Our study has several important limitations. We have focused on the simple scenario of a well-mixed, large population, even though population structure (in the absence of uncertainty) is known to have a strong impact on behavioral evolution (8–10, 55–57). We have explored the combined effects of population structure and payoff uncertainty by simulations (SI Appendix, Fig. S2), but this remains a topic for future analytical research. Likewise, we have focused on pairwise interactions (two-player games) alone, leaving yet unexplored the effects of uncertainty and risk preferences on behavioral evolution in multiway interactions, such as public goods games (58, 59), or in iterated games. Finally, although utility theory has been an incisive tool for understanding individual decision-making in the face of uncertainty, Kahneman and Tversky have proposed an alternative theory—prospect theory—that relaxes some assumptions of perfect rationality (25). According to prospect theory, for example, individuals have asymmetric attitudes when facing gains versus losses, known as loss aversion. Analysis of how uncertainty and risk preferences, under the framework of prospect theory, will affect behavioral dynamics in a population undergoing social learning remains an outstanding area for future development in evolutionary game theory.

Materials and Methods

Complete derivations of our mathematical results are detailed in SI Appendix. We briefly outline these derivations below.

Replicator Dynamics.

We briefly summarize the derivation of the replicator equation that describes the evolution of behavior in the presence of payoff uncertainty and risk preferences. Some of the technical details, as indicated, are deferred to SI Appendix.

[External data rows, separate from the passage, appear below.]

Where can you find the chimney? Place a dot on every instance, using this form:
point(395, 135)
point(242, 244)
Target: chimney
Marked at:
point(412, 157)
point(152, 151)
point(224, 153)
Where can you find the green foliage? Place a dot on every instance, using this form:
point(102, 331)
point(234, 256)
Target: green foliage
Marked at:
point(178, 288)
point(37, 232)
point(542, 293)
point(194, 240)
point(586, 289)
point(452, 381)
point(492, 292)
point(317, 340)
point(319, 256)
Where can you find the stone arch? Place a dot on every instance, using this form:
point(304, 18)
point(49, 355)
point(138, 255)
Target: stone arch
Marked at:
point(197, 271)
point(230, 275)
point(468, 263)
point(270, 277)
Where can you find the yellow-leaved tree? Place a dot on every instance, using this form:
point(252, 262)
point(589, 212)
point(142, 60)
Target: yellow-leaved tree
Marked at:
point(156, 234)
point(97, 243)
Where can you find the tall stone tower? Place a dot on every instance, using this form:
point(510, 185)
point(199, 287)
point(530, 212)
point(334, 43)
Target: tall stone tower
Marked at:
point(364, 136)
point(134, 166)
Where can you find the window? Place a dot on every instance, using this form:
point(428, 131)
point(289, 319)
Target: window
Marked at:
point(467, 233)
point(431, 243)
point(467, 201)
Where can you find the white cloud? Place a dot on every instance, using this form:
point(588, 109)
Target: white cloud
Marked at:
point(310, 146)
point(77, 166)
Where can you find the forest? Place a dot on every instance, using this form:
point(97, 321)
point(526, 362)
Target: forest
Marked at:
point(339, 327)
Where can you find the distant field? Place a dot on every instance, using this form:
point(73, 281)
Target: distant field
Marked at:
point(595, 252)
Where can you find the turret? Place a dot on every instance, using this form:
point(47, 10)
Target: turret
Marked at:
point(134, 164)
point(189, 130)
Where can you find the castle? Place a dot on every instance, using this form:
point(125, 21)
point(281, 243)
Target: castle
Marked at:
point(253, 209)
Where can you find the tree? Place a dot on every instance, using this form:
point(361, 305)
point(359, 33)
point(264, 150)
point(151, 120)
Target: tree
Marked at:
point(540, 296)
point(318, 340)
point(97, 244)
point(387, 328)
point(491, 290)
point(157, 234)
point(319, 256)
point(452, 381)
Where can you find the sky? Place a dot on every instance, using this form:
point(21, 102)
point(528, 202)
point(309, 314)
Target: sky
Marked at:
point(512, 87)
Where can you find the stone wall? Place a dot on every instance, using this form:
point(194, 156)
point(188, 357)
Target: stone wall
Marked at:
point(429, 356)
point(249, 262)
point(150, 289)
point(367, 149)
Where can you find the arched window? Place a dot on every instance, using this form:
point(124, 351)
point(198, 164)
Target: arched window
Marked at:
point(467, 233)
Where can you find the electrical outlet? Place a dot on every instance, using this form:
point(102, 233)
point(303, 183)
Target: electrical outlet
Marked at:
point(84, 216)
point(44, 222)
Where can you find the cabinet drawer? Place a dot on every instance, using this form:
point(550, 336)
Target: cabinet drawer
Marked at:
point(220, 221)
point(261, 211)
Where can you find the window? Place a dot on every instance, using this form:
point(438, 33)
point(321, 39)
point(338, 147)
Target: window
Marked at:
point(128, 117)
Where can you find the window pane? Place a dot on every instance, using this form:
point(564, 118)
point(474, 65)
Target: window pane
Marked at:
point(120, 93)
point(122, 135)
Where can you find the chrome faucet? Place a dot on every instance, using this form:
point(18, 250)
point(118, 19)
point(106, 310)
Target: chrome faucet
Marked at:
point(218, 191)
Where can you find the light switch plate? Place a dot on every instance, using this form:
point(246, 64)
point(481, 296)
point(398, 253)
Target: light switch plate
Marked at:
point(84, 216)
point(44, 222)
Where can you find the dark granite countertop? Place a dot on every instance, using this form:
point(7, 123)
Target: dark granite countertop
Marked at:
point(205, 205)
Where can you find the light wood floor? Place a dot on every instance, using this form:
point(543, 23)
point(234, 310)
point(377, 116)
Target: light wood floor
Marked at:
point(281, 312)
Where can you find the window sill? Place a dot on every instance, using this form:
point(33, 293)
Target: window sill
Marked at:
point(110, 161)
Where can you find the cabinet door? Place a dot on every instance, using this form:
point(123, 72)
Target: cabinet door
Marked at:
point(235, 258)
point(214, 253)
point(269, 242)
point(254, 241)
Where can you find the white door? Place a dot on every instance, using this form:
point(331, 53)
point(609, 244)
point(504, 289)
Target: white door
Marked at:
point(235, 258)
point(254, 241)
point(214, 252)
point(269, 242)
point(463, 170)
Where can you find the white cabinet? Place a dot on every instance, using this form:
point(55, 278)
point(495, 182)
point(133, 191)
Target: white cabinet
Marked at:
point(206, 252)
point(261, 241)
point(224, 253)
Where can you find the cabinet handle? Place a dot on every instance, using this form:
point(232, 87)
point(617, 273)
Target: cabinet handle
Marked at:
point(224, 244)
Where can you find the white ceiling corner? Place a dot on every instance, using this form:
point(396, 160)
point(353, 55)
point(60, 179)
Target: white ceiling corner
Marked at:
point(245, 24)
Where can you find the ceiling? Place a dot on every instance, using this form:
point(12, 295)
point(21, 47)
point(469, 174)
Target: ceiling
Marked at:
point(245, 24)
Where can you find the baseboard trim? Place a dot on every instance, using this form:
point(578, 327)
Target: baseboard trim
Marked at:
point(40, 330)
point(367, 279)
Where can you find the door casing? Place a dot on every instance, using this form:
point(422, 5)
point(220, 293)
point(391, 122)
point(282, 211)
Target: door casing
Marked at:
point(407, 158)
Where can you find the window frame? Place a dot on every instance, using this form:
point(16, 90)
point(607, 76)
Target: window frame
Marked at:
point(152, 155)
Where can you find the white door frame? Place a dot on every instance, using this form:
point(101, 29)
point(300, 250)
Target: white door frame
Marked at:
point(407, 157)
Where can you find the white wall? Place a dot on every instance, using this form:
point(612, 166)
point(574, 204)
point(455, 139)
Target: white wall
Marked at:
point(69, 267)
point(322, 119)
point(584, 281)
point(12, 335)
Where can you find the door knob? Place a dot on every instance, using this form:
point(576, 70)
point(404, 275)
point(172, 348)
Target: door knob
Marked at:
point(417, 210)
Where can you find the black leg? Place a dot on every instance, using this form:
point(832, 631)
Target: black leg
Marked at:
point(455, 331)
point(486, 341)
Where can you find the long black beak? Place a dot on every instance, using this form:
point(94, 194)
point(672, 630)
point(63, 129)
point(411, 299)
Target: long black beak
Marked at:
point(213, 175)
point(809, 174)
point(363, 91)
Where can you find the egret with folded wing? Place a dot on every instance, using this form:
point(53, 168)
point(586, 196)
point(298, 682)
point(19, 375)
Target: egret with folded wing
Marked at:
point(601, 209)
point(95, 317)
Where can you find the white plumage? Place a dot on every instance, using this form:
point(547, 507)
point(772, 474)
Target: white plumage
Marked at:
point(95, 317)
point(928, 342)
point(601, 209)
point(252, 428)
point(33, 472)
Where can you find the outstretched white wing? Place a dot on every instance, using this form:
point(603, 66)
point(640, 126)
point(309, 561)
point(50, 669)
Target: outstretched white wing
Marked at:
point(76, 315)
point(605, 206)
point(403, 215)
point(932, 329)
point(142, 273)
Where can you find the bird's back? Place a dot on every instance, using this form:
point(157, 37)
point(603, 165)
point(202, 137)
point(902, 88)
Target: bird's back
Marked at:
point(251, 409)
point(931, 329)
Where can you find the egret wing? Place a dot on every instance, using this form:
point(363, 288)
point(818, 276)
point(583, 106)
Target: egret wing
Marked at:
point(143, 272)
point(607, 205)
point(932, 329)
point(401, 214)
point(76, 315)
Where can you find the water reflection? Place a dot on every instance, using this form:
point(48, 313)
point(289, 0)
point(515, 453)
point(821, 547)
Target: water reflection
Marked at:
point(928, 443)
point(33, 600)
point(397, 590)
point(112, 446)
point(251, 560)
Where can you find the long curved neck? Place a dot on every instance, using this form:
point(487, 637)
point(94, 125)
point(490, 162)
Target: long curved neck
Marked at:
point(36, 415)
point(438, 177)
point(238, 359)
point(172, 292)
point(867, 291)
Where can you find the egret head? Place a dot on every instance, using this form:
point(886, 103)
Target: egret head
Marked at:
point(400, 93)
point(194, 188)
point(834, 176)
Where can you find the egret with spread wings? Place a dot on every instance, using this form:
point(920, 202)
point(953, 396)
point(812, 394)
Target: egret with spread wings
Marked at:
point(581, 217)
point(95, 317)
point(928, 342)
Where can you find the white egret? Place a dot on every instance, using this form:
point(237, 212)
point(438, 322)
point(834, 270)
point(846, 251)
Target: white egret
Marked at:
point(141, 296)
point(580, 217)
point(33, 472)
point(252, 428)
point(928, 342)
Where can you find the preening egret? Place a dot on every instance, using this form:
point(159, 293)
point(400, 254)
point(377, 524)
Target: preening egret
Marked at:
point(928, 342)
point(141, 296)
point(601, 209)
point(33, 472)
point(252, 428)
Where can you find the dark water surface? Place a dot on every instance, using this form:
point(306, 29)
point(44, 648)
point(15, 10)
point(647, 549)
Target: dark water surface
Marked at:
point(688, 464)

We consider a population with N individuals consisting of n cooperators and $N - n$ defectors. Among them, M individuals have risk preference $δ_{1}$ and $N - M$ have preference $δ_{2}$ (M is a constant, and we define $p = M / N$ ). There are four types of individuals, $δ_{1}$ -cooperators, $δ_{2}$ -cooperators, $δ_{1}$ -defectors, and $δ_{2}$ -defectors, whose numbers are denoted by $n_{1}$ , $n - n_{1}$ , $M - n_{1}$ , and $N - M - n + n_{1}$ . The state of the population can be described by a 2-tuple $n = (n, n_{1})$ . The master equation of this stochastic system is

\begin{matrix} \begin{matrix} P (n, τ + 1) - P (n, τ) \\ = \sum_{n^{'} \neq n} [P (n^{'}, τ) T (n^{'} \to n) - P (n, τ) T (n \to n^{'})], \end{matrix} \end{matrix}

[9]

where $P (n, τ)$ is the probability of the state being in $n$ at time step τ, and $T (n \to n^{'})$ is the transition rate from state $n$ to $n^{'}$ . In SI Appendix, section 2A, we show that for an arbitrary state $(n, n_{1})$ , only $T ((n, n_{1}) \to (n + 1, n_{1}))$ , $T ((n, n_{1}) \to (n + 1, n_{1} + 1))$ , $T ((n, n_{1}) \to (n - 1, n_{1}))$ , $T ((n, n_{1}) \to (n - 1, n_{1} - 1))$ , and $T ((n, n_{1}) \to (n, n_{1}))$ are nonzero, denoted by $T_{1}$ , $T_{2}$ , $T_{3}$ , $T_{4}$ , and $1 - T_{1} - T_{2} - T_{3} - T_{4}$ . Introducing the notation $x = n / N$ , $q = n_{1} / N$ , and $t = τ / N$ , we obtain the following Fokker–Plank equation

\begin{matrix} \begin{matrix} \frac{d}{d t} & ρ (x, q, t) = - \frac{\partial}{\partial x} [(T_{1} + T_{2} - T_{3} - T_{4}) ρ] \\ - \frac{\partial}{\partial q} [(T_{2} - T_{4}) ρ] + \frac{1}{2 N} \frac{\partial^{2}}{\partial x^{2}} [(T_{1} + T_{2} + T_{3} + T_{4}) ρ] \\ + \frac{1}{2 N} \frac{\partial^{2}}{\partial q^{2}} [(T_{2} + T_{4}) ρ] + \frac{1}{N} \frac{\partial^{2}}{\partial x \partial q} [(T_{2} + T_{4}) ρ], \end{matrix} \end{matrix}

[10]

where $ρ (x, q, t) = N^{2} P (n, τ)$ is the probability density of state $(x, q)$ . The corresponding Langevin equation is

\begin{array}{l} d x & = (T_{1} + T_{2} - T_{3} - T_{4}) d t + \sqrt{(T_{1} + T_{3}) / N} d W_{t}^{(1)} \\ + \sqrt{(T_{2} + T_{4}) / N} d W_{t}^{(2)}, \end{array}

[11a]

d q = (T_{2} - T_{4}) d t + \sqrt{(T_{2} + T_{4}) / N} d W_{t}^{(2)} .

[11b]

Here, $W_{t}^{(1)}$ and $W_{t}^{(2)}$ are independent Wiener processes. For large populations ( $N ≫ 1$ ), the stochastic term vanishes and we obtain an ordinary differential equation. Expanding $T_{1} \sim T_{4}$ in a Taylor series and truncating to first order in s, we obtain the replicator equations

\dot{x} = s x (1 - x) f (x, q),

[12a]

\dot{q} = p x - q + O (s) .

[12b]

For weak selection ( $s ≪ 1$ ), q reaches its equilibrium much more quickly than x. In other words, before the frequency of cooperators x changes at all the frequency of $δ_{1}$ -cooperators q will converge to the slow manifold

\begin{matrix} q = p x + O (s) \approx p x . \end{matrix}

[13]

This equation means that each type of risk preference is evenly distributed among cooperators and defectors. Substituting Eq. 13 into Eq. 12a, we obtain the replicator equation (Eq. 5) used in the main text.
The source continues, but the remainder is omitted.